散歩の千二百二十三話 みんなで話し合い
僕達は応接室に移動し、お茶を飲みながらヒョードル様が聖教皇猊下にゲス枢機卿との戦いを説明していました。
「現在、ゲス枢機卿は聖騎士団施設にある重犯罪者用の牢屋に収監しています。しかしながら、意思疎通ができるかは不透明です」
「それは致し方ないじゃろう。何せ、エンシェントドラゴン様のブレスを浴びたのじゃ。生きている事が奇跡じゃろう」
ゲス枢機卿の状態に、聖教皇猊下もどうしようもないと首を横に振っていました。
幸いにして洞穴にあった書類などは全てアオが回収しており、現在聖騎士団の施設にて分析中となります。

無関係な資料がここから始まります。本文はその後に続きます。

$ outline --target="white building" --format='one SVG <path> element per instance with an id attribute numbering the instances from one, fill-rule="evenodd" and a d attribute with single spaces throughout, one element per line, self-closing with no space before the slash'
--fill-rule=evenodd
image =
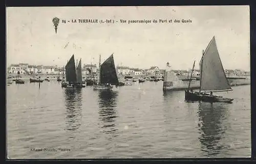
<path id="1" fill-rule="evenodd" d="M 92 70 L 92 73 L 93 74 L 97 73 L 97 66 L 96 64 L 84 64 L 82 68 L 82 70 L 83 70 L 85 74 L 90 74 L 91 70 Z"/>
<path id="2" fill-rule="evenodd" d="M 23 72 L 24 73 L 27 72 L 29 67 L 28 64 L 19 63 L 18 65 L 20 72 Z"/>

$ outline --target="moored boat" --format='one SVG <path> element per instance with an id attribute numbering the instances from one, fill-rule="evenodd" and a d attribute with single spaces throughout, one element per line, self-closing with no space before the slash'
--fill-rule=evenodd
<path id="1" fill-rule="evenodd" d="M 143 78 L 139 79 L 139 83 L 144 83 L 145 82 L 145 80 Z"/>
<path id="2" fill-rule="evenodd" d="M 101 65 L 99 58 L 99 83 L 93 85 L 94 90 L 111 90 L 112 85 L 118 85 L 119 83 L 116 74 L 113 54 L 109 57 Z"/>
<path id="3" fill-rule="evenodd" d="M 209 102 L 231 102 L 233 99 L 213 95 L 212 92 L 232 91 L 225 74 L 214 36 L 200 61 L 200 86 L 199 92 L 193 92 L 190 89 L 190 83 L 195 66 L 191 73 L 188 88 L 185 91 L 185 99 L 187 101 L 202 101 Z M 204 91 L 204 93 L 201 92 Z M 210 94 L 206 93 L 210 92 Z"/>
<path id="4" fill-rule="evenodd" d="M 37 79 L 30 78 L 29 81 L 30 83 L 42 83 L 42 81 L 44 81 L 44 80 L 39 80 Z"/>

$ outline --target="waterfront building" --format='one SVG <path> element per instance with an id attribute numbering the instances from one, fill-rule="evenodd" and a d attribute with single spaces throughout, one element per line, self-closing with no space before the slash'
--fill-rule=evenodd
<path id="1" fill-rule="evenodd" d="M 28 64 L 19 63 L 18 65 L 19 67 L 20 72 L 27 72 L 28 71 L 28 69 L 29 68 Z"/>
<path id="2" fill-rule="evenodd" d="M 29 74 L 37 73 L 37 68 L 36 68 L 36 66 L 29 65 L 28 67 L 28 72 Z"/>
<path id="3" fill-rule="evenodd" d="M 150 68 L 148 71 L 152 74 L 155 74 L 157 76 L 159 75 L 160 74 L 160 69 L 157 66 L 151 67 Z"/>
<path id="4" fill-rule="evenodd" d="M 122 75 L 129 75 L 131 73 L 131 69 L 128 67 L 117 67 L 117 73 Z"/>
<path id="5" fill-rule="evenodd" d="M 43 65 L 37 66 L 36 69 L 37 69 L 38 73 L 43 73 L 43 71 L 44 71 L 44 66 Z"/>

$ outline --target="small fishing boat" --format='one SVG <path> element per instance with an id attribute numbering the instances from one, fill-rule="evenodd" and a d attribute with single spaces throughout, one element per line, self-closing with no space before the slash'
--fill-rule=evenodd
<path id="1" fill-rule="evenodd" d="M 65 67 L 66 81 L 62 80 L 61 87 L 71 88 L 74 87 L 74 83 L 76 82 L 76 68 L 75 65 L 75 58 L 72 55 Z M 64 72 L 63 72 L 64 74 Z M 62 77 L 64 79 L 64 77 Z"/>
<path id="2" fill-rule="evenodd" d="M 86 85 L 88 86 L 92 86 L 94 83 L 94 81 L 93 80 L 90 79 L 87 79 L 84 82 L 86 82 Z"/>
<path id="3" fill-rule="evenodd" d="M 101 65 L 100 55 L 99 65 L 99 83 L 96 85 L 94 84 L 93 89 L 110 90 L 113 88 L 112 85 L 118 85 L 119 83 L 116 74 L 113 53 Z"/>
<path id="4" fill-rule="evenodd" d="M 76 68 L 76 83 L 75 83 L 75 88 L 84 88 L 86 86 L 82 85 L 82 64 L 81 59 Z"/>
<path id="5" fill-rule="evenodd" d="M 124 83 L 123 82 L 119 82 L 119 84 L 118 84 L 118 86 L 124 86 Z"/>
<path id="6" fill-rule="evenodd" d="M 15 80 L 15 83 L 16 84 L 24 84 L 25 83 L 25 81 L 24 81 L 23 80 L 21 80 L 20 79 L 17 79 Z"/>
<path id="7" fill-rule="evenodd" d="M 44 81 L 44 80 L 39 80 L 39 79 L 30 78 L 29 81 L 30 83 L 42 83 L 42 81 Z"/>
<path id="8" fill-rule="evenodd" d="M 185 99 L 187 101 L 202 101 L 208 102 L 231 102 L 233 99 L 212 95 L 212 92 L 232 91 L 232 89 L 226 76 L 225 71 L 218 51 L 215 38 L 214 36 L 208 45 L 205 51 L 203 50 L 201 59 L 200 86 L 199 92 L 193 92 L 188 88 L 185 91 Z M 190 79 L 195 66 L 195 62 L 191 73 Z M 201 92 L 204 91 L 204 93 Z M 207 94 L 206 92 L 210 92 Z"/>

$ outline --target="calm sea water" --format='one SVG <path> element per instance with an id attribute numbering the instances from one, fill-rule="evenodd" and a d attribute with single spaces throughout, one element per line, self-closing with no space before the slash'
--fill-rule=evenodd
<path id="1" fill-rule="evenodd" d="M 112 91 L 57 81 L 7 86 L 8 157 L 19 158 L 251 156 L 250 86 L 219 95 L 232 103 L 184 101 L 163 82 Z"/>

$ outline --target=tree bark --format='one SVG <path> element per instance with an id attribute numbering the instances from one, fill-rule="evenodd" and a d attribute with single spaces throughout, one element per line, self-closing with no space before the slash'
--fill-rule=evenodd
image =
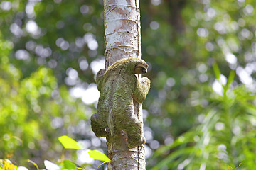
<path id="1" fill-rule="evenodd" d="M 122 58 L 140 58 L 139 0 L 104 0 L 104 19 L 105 69 Z M 134 109 L 143 122 L 142 105 L 134 103 Z M 146 169 L 144 144 L 129 149 L 127 142 L 125 132 L 113 137 L 108 133 L 107 154 L 112 162 L 108 163 L 107 169 Z"/>

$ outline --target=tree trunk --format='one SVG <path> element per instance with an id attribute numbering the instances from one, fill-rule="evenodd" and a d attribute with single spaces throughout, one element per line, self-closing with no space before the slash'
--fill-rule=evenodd
<path id="1" fill-rule="evenodd" d="M 116 61 L 141 57 L 139 0 L 104 0 L 105 69 Z M 142 105 L 134 103 L 134 113 L 143 122 Z M 143 123 L 142 125 L 143 129 Z M 107 136 L 108 169 L 145 169 L 144 144 L 129 149 L 125 132 Z"/>

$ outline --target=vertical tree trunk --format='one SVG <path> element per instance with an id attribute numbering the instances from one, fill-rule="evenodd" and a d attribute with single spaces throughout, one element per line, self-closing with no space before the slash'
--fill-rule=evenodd
<path id="1" fill-rule="evenodd" d="M 139 0 L 104 0 L 105 69 L 119 59 L 141 57 Z M 134 103 L 143 122 L 142 106 Z M 143 123 L 142 127 L 143 129 Z M 108 169 L 145 169 L 144 144 L 129 149 L 125 132 L 107 136 Z"/>

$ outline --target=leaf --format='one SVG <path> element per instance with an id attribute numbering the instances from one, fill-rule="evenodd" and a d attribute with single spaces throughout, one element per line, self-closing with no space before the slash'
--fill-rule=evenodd
<path id="1" fill-rule="evenodd" d="M 34 162 L 33 161 L 31 161 L 30 159 L 28 159 L 27 160 L 28 162 L 33 164 L 36 167 L 36 169 L 37 170 L 39 170 L 39 168 L 38 168 L 38 166 L 36 164 L 36 162 Z"/>
<path id="2" fill-rule="evenodd" d="M 92 151 L 89 150 L 88 153 L 89 153 L 90 157 L 91 157 L 91 158 L 93 158 L 95 159 L 100 160 L 100 161 L 104 161 L 104 162 L 111 162 L 111 160 L 107 157 L 107 155 L 100 152 L 98 150 L 92 150 Z"/>
<path id="3" fill-rule="evenodd" d="M 219 69 L 217 63 L 214 63 L 213 64 L 213 72 L 215 75 L 215 77 L 217 78 L 217 79 L 219 79 L 221 73 L 220 73 L 220 69 Z"/>
<path id="4" fill-rule="evenodd" d="M 66 159 L 63 161 L 63 166 L 62 169 L 75 170 L 76 169 L 76 165 L 70 160 Z"/>
<path id="5" fill-rule="evenodd" d="M 53 162 L 51 162 L 48 160 L 45 160 L 43 162 L 43 163 L 44 163 L 45 166 L 47 170 L 60 170 L 60 166 L 58 166 L 55 164 L 53 164 Z"/>
<path id="6" fill-rule="evenodd" d="M 59 137 L 58 140 L 63 145 L 65 149 L 83 149 L 83 148 L 78 144 L 77 142 L 68 136 L 63 135 Z"/>

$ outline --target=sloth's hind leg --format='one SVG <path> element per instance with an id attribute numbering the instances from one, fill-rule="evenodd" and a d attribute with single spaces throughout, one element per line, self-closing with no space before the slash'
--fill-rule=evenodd
<path id="1" fill-rule="evenodd" d="M 96 113 L 91 116 L 91 126 L 92 131 L 97 137 L 106 137 L 106 125 L 100 123 L 99 113 Z"/>

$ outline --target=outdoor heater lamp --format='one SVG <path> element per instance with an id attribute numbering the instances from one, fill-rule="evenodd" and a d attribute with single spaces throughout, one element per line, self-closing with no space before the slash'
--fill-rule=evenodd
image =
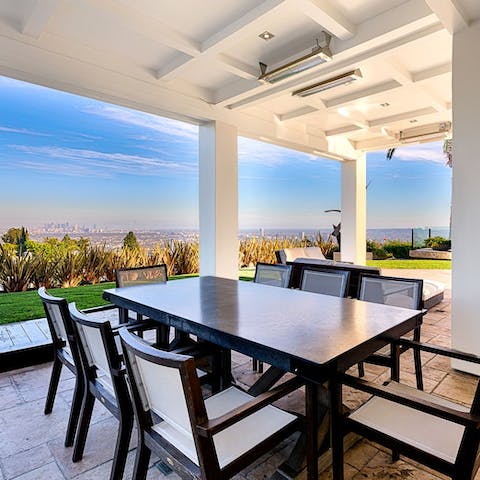
<path id="1" fill-rule="evenodd" d="M 259 80 L 267 83 L 276 83 L 285 78 L 291 77 L 298 73 L 302 73 L 305 70 L 321 65 L 322 63 L 329 62 L 332 59 L 332 52 L 330 51 L 330 35 L 324 33 L 325 46 L 317 45 L 312 48 L 312 51 L 303 57 L 296 58 L 291 62 L 285 63 L 280 67 L 277 67 L 270 72 L 267 72 L 267 65 L 259 62 L 260 64 L 260 76 Z"/>
<path id="2" fill-rule="evenodd" d="M 310 95 L 315 95 L 316 93 L 329 90 L 330 88 L 339 87 L 340 85 L 348 85 L 349 83 L 352 83 L 359 78 L 362 78 L 362 72 L 359 68 L 357 68 L 350 72 L 337 75 L 336 77 L 323 80 L 322 82 L 314 83 L 313 85 L 309 85 L 308 87 L 295 90 L 294 92 L 292 92 L 292 95 L 295 95 L 297 97 L 309 97 Z"/>

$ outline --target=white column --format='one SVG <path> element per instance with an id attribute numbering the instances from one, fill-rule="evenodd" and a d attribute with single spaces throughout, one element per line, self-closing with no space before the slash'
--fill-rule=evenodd
<path id="1" fill-rule="evenodd" d="M 237 129 L 209 122 L 199 142 L 200 274 L 237 279 Z"/>
<path id="2" fill-rule="evenodd" d="M 480 355 L 480 24 L 453 37 L 452 346 Z M 480 374 L 479 366 L 454 368 Z"/>
<path id="3" fill-rule="evenodd" d="M 367 195 L 366 155 L 342 163 L 341 258 L 365 265 Z"/>

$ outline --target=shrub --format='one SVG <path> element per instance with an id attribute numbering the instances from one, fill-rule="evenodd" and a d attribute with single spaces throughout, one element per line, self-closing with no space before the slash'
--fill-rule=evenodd
<path id="1" fill-rule="evenodd" d="M 444 237 L 431 237 L 424 241 L 424 246 L 433 250 L 450 250 L 452 241 Z"/>
<path id="2" fill-rule="evenodd" d="M 383 245 L 375 240 L 367 240 L 367 252 L 372 252 L 374 260 L 385 260 L 392 257 L 392 254 L 388 253 Z"/>
<path id="3" fill-rule="evenodd" d="M 401 240 L 386 240 L 383 243 L 383 249 L 395 258 L 409 258 L 412 244 Z"/>

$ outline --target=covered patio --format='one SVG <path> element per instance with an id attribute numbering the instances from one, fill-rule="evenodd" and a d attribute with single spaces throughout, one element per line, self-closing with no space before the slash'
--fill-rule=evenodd
<path id="1" fill-rule="evenodd" d="M 477 0 L 0 4 L 0 75 L 199 126 L 202 276 L 238 275 L 238 136 L 341 162 L 341 257 L 362 265 L 367 153 L 454 132 L 453 295 L 425 316 L 422 340 L 477 355 L 479 44 Z M 250 384 L 248 358 L 233 360 L 236 377 Z M 402 379 L 412 383 L 408 354 L 402 366 Z M 469 373 L 479 372 L 424 358 L 425 389 L 462 403 L 473 395 Z M 71 378 L 62 379 L 60 406 L 41 415 L 48 374 L 38 366 L 0 375 L 0 480 L 106 477 L 108 445 L 78 464 L 63 447 Z M 387 376 L 367 367 L 368 379 Z M 33 418 L 33 426 L 25 422 Z M 110 423 L 96 411 L 92 430 Z M 273 473 L 284 447 L 239 478 Z M 366 441 L 346 457 L 346 478 L 395 478 L 403 470 L 442 478 L 406 461 L 392 467 Z M 156 467 L 149 475 L 162 478 Z"/>

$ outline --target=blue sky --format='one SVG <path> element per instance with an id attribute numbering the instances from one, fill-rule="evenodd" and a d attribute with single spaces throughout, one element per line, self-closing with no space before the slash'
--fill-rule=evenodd
<path id="1" fill-rule="evenodd" d="M 197 127 L 0 77 L 0 227 L 198 226 Z M 451 169 L 432 143 L 367 157 L 368 227 L 448 225 Z M 325 228 L 340 164 L 239 138 L 241 228 Z"/>

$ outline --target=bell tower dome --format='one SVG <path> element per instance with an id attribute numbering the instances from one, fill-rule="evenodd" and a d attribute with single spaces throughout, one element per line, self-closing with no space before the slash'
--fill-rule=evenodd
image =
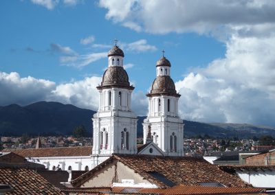
<path id="1" fill-rule="evenodd" d="M 163 51 L 164 52 L 164 51 Z M 148 113 L 143 123 L 144 144 L 148 126 L 152 138 L 166 155 L 182 156 L 183 120 L 178 115 L 178 100 L 174 81 L 170 76 L 170 61 L 163 56 L 157 62 L 157 77 L 153 82 L 148 100 Z"/>
<path id="2" fill-rule="evenodd" d="M 137 152 L 136 115 L 131 111 L 131 94 L 134 87 L 123 67 L 124 54 L 114 45 L 108 53 L 108 68 L 96 88 L 100 101 L 93 120 L 94 166 L 113 153 Z"/>

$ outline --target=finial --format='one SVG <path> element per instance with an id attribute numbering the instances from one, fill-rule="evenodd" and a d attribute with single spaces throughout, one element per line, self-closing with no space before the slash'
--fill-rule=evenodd
<path id="1" fill-rule="evenodd" d="M 116 43 L 118 43 L 118 40 L 115 38 L 115 40 L 113 40 L 115 41 L 115 45 L 116 46 Z"/>
<path id="2" fill-rule="evenodd" d="M 164 57 L 164 53 L 165 53 L 165 51 L 164 51 L 164 49 L 162 49 L 162 57 Z"/>

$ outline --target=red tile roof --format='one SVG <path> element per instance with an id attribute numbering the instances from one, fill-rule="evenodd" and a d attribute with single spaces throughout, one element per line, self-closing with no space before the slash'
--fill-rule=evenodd
<path id="1" fill-rule="evenodd" d="M 34 170 L 0 168 L 0 183 L 14 189 L 6 194 L 64 194 Z"/>
<path id="2" fill-rule="evenodd" d="M 113 160 L 118 160 L 159 187 L 179 185 L 197 185 L 199 183 L 217 182 L 226 186 L 248 185 L 234 175 L 221 170 L 202 158 L 172 157 L 152 155 L 113 154 L 89 172 L 72 181 L 79 187 L 93 177 L 94 173 Z"/>
<path id="3" fill-rule="evenodd" d="M 91 154 L 91 146 L 43 148 L 5 150 L 3 152 L 12 152 L 24 157 L 79 157 L 89 156 Z"/>

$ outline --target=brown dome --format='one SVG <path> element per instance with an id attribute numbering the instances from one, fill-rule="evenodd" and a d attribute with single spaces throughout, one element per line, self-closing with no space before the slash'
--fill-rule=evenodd
<path id="1" fill-rule="evenodd" d="M 112 49 L 109 51 L 108 53 L 108 57 L 109 56 L 124 56 L 124 54 L 123 53 L 123 51 L 118 47 L 117 45 L 115 45 L 113 47 Z"/>
<path id="2" fill-rule="evenodd" d="M 177 93 L 175 83 L 168 76 L 157 76 L 152 84 L 152 89 L 148 96 L 154 96 L 154 95 L 168 95 L 179 97 Z"/>
<path id="3" fill-rule="evenodd" d="M 98 89 L 109 87 L 134 89 L 130 86 L 128 74 L 122 67 L 109 67 L 104 73 L 102 82 Z"/>
<path id="4" fill-rule="evenodd" d="M 170 63 L 169 60 L 166 59 L 164 56 L 163 56 L 162 58 L 160 58 L 157 62 L 157 67 L 162 67 L 162 66 L 166 66 L 166 67 L 171 67 L 171 64 Z"/>

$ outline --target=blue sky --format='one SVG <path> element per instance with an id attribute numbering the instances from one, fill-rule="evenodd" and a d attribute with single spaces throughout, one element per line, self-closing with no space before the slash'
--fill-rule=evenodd
<path id="1" fill-rule="evenodd" d="M 182 118 L 275 126 L 274 8 L 270 1 L 1 1 L 0 105 L 45 100 L 96 110 L 95 87 L 117 38 L 138 115 L 146 114 L 164 49 Z"/>

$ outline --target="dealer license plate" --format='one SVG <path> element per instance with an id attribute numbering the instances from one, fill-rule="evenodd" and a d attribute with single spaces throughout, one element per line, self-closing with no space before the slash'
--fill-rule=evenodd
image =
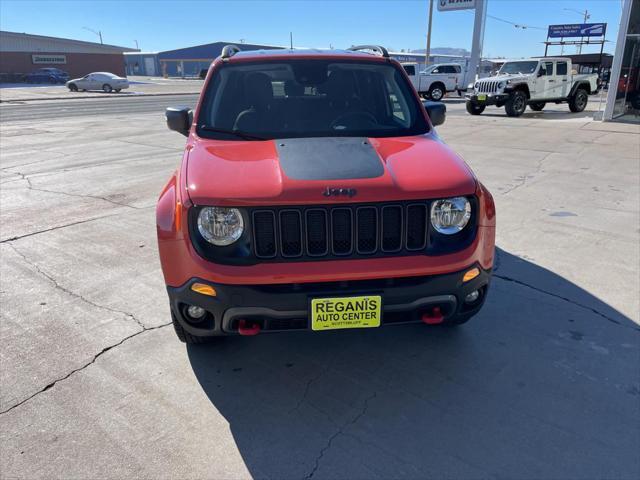
<path id="1" fill-rule="evenodd" d="M 311 300 L 311 328 L 372 328 L 380 326 L 382 297 L 314 298 Z"/>

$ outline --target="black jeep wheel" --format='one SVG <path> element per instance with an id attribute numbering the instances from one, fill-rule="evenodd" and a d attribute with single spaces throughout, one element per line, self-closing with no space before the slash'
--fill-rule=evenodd
<path id="1" fill-rule="evenodd" d="M 510 117 L 519 117 L 527 108 L 527 94 L 522 90 L 516 90 L 507 99 L 504 106 L 507 115 Z"/>
<path id="2" fill-rule="evenodd" d="M 439 102 L 444 97 L 446 93 L 444 87 L 440 83 L 434 83 L 429 88 L 429 98 L 434 102 Z"/>
<path id="3" fill-rule="evenodd" d="M 180 325 L 180 322 L 178 322 L 178 320 L 176 319 L 176 316 L 173 313 L 173 310 L 171 311 L 171 321 L 173 322 L 173 329 L 176 331 L 176 335 L 178 336 L 178 339 L 182 343 L 186 343 L 189 345 L 193 345 L 197 343 L 211 343 L 215 338 L 215 337 L 199 337 L 197 335 L 191 335 L 190 333 L 186 332 L 185 329 L 182 328 L 182 325 Z"/>
<path id="4" fill-rule="evenodd" d="M 576 93 L 569 99 L 569 110 L 573 113 L 580 113 L 587 107 L 589 102 L 589 94 L 584 88 L 579 88 Z"/>
<path id="5" fill-rule="evenodd" d="M 485 105 L 478 105 L 477 103 L 467 102 L 467 112 L 471 115 L 480 115 L 484 112 Z"/>
<path id="6" fill-rule="evenodd" d="M 531 102 L 529 104 L 529 108 L 531 108 L 531 110 L 534 110 L 536 112 L 541 112 L 545 105 L 546 105 L 545 102 Z"/>

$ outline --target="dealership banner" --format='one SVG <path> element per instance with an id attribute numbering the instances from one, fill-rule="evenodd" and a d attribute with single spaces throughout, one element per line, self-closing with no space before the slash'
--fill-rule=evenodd
<path id="1" fill-rule="evenodd" d="M 604 37 L 606 23 L 572 23 L 549 25 L 549 38 Z"/>
<path id="2" fill-rule="evenodd" d="M 476 8 L 476 0 L 438 0 L 438 11 L 467 10 Z"/>
<path id="3" fill-rule="evenodd" d="M 66 55 L 31 55 L 31 61 L 38 65 L 38 64 L 51 64 L 51 63 L 57 63 L 57 64 L 64 64 L 67 63 L 67 56 Z"/>

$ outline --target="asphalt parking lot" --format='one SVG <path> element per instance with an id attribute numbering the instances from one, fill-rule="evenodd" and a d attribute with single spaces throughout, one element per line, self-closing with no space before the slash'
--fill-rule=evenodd
<path id="1" fill-rule="evenodd" d="M 0 105 L 2 478 L 640 477 L 638 126 L 448 100 L 497 204 L 478 317 L 185 347 L 154 207 L 195 96 L 126 100 Z"/>

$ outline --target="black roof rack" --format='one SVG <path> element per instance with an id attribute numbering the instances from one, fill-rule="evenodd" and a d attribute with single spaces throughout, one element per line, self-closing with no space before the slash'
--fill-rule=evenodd
<path id="1" fill-rule="evenodd" d="M 224 48 L 222 49 L 222 53 L 220 54 L 220 56 L 224 60 L 224 59 L 233 57 L 239 51 L 240 51 L 240 48 L 238 48 L 237 45 L 225 45 Z"/>
<path id="2" fill-rule="evenodd" d="M 347 48 L 347 50 L 351 50 L 352 52 L 358 52 L 360 50 L 372 50 L 381 57 L 389 58 L 389 52 L 387 51 L 387 49 L 381 47 L 380 45 L 357 45 L 355 47 Z"/>

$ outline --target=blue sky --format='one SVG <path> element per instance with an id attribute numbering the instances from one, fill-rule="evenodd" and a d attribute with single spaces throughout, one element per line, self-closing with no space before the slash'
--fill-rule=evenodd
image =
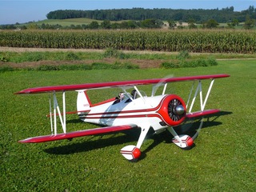
<path id="1" fill-rule="evenodd" d="M 234 10 L 256 7 L 256 0 L 0 0 L 0 25 L 23 23 L 46 19 L 56 10 L 105 10 L 120 8 L 222 9 L 234 6 Z"/>

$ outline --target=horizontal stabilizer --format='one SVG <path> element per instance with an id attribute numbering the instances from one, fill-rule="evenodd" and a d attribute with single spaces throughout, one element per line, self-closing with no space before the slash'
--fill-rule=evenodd
<path id="1" fill-rule="evenodd" d="M 202 116 L 214 114 L 220 112 L 220 110 L 206 110 L 204 111 L 197 111 L 194 113 L 190 113 L 186 115 L 188 118 L 198 118 Z"/>
<path id="2" fill-rule="evenodd" d="M 126 126 L 106 126 L 101 128 L 95 128 L 91 130 L 78 130 L 66 134 L 58 134 L 56 135 L 50 134 L 44 136 L 38 136 L 34 138 L 29 138 L 24 140 L 19 141 L 19 142 L 52 142 L 61 139 L 70 139 L 73 138 L 89 136 L 89 135 L 96 135 L 101 134 L 108 134 L 112 132 L 117 132 L 121 130 L 131 130 L 136 128 L 136 125 L 126 125 Z"/>

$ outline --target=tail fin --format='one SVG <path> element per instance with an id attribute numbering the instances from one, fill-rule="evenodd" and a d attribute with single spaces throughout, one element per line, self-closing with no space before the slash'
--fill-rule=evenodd
<path id="1" fill-rule="evenodd" d="M 86 94 L 86 90 L 78 90 L 77 110 L 78 114 L 86 110 L 90 110 L 91 106 L 90 101 Z"/>

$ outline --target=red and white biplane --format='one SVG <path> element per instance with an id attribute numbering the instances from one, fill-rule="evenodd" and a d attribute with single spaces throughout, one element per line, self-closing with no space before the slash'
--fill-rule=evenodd
<path id="1" fill-rule="evenodd" d="M 128 160 L 137 160 L 141 155 L 141 146 L 150 128 L 156 134 L 168 130 L 174 136 L 173 142 L 181 148 L 188 148 L 194 144 L 196 134 L 190 137 L 186 134 L 178 135 L 174 127 L 181 125 L 185 119 L 202 118 L 198 130 L 202 126 L 202 118 L 219 112 L 219 110 L 205 110 L 205 106 L 211 91 L 215 78 L 227 78 L 228 74 L 200 75 L 190 77 L 167 78 L 162 79 L 146 79 L 123 82 L 110 82 L 98 83 L 86 83 L 79 85 L 66 85 L 55 86 L 36 87 L 23 90 L 17 94 L 49 93 L 50 118 L 51 134 L 29 138 L 20 142 L 44 142 L 60 139 L 86 135 L 107 134 L 131 129 L 141 129 L 141 134 L 136 146 L 129 145 L 121 150 L 121 154 Z M 202 80 L 210 79 L 208 90 L 205 98 L 202 97 Z M 166 94 L 169 82 L 192 81 L 186 103 L 176 94 Z M 194 90 L 195 82 L 197 88 Z M 146 96 L 138 86 L 152 84 L 150 96 Z M 162 86 L 160 95 L 156 95 L 156 90 Z M 122 90 L 119 97 L 108 99 L 97 104 L 92 104 L 86 94 L 87 90 L 119 87 Z M 128 90 L 132 89 L 131 94 Z M 78 130 L 68 133 L 66 123 L 66 92 L 78 91 L 77 111 L 80 119 L 86 122 L 98 124 L 102 127 Z M 61 112 L 56 92 L 62 93 L 62 112 Z M 51 102 L 53 94 L 53 106 Z M 195 99 L 199 95 L 200 110 L 193 111 Z M 191 101 L 190 101 L 191 100 Z M 53 111 L 52 111 L 53 108 Z M 58 118 L 63 133 L 58 134 Z"/>

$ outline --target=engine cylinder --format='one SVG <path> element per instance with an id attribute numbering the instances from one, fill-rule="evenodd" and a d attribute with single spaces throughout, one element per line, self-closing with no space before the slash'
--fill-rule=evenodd
<path id="1" fill-rule="evenodd" d="M 186 117 L 186 104 L 182 98 L 176 94 L 170 94 L 162 100 L 158 114 L 168 126 L 180 125 Z"/>

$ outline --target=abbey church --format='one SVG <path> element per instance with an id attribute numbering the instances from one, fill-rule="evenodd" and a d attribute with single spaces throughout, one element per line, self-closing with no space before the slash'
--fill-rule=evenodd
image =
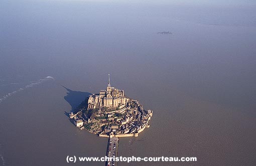
<path id="1" fill-rule="evenodd" d="M 100 90 L 99 94 L 93 94 L 89 96 L 88 109 L 100 109 L 102 107 L 121 108 L 125 106 L 126 104 L 126 98 L 124 96 L 124 91 L 111 86 L 108 74 L 106 89 Z"/>

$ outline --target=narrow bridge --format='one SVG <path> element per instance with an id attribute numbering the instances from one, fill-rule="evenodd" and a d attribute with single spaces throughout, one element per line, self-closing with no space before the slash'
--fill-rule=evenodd
<path id="1" fill-rule="evenodd" d="M 109 158 L 114 158 L 117 156 L 118 140 L 118 138 L 115 136 L 109 138 L 109 139 L 108 140 L 106 156 L 107 156 Z M 116 162 L 113 161 L 113 158 L 112 158 L 111 161 L 106 162 L 106 166 L 116 166 Z"/>

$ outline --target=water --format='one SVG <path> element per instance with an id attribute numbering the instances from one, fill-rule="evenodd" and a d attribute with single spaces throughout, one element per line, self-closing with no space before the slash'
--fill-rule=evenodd
<path id="1" fill-rule="evenodd" d="M 150 128 L 120 139 L 119 156 L 255 165 L 253 6 L 1 4 L 0 166 L 105 156 L 107 139 L 77 129 L 65 112 L 104 88 L 108 73 L 111 85 L 154 110 Z M 76 165 L 84 164 L 104 163 Z"/>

「ゲス枢機卿は、アンデッドに近い物を作ろうとした事自体が駄目じゃ。大聖堂を破壊して優越感に浸ろうとしたのだろうが、それでは誰もついて来ぬ。それに、たとえ大聖堂が破壊されても、我らが殺されても信仰は途絶えぬ。それを理解しない時点で、ゲス枢機卿の負けは決まったものじゃ」
紅茶を口にしながら、聖教皇猊下は考えを口にしていました。
力による現状変化は、一時はうまく行っても必ずしっぺ返しが来ます。
ゲス枢機卿は、滅びる運命にあったのですね。
そして、話題は僕の変化した剣の話になりました。
「こちらが、聖属性を帯びた剣になります」
「「「「おおー!」」」」
豪華な仕様になった剣をアイテムボックスから取り出してテーブルに乗せると、フラン達は大興奮していました。
他の聖職者も、剣をマジマジと見ていました。
「その、エンシェントドラゴン様はこの剣でないと僕には扱えないと言っておりました」
「うむ、まさにシュンの為に生み出された聖剣と言えよう。シュンなら、正しく扱えるはずじゃ。大事にするとよい」
もしかしたら聖教皇国側はこの剣を譲ってくれと言うかと思ったけど、聖教皇猊下は僕が扱うべきだと言った。
この剣は、きっと僕や仲間達にしか扱えないだろうね。
「このネックレスは、守護竜の首飾りと名付けよう。かなり強い力を感じるが、人に譲渡するのは不可能と言えよう」
「血縁関係が扱えるかですね。本当に温かい力を感じます」
スカーレット枢機卿も、ネックレスを手に取ってその力を感じていました。
大聖堂自体にも、恐らくエンシェントドラゴン様の加護が付いたはずだ。
「さて、これで話は終わりにしよう。もしかしたら町のものがエンシェントドラゴン様の件で聞きにくるかもしれないが、エンシェントドラゴン様は聖教皇国をお救いになられたとだけ伝えよう」
「「「「「はい!」」」」」
聖教皇猊下の言う通り、下手に色々言わなくても大丈夫ですね。
そして、実際に沢山の町の人が大聖堂を訪れたけど、簡単に説明したら直ぐに納得してくれました。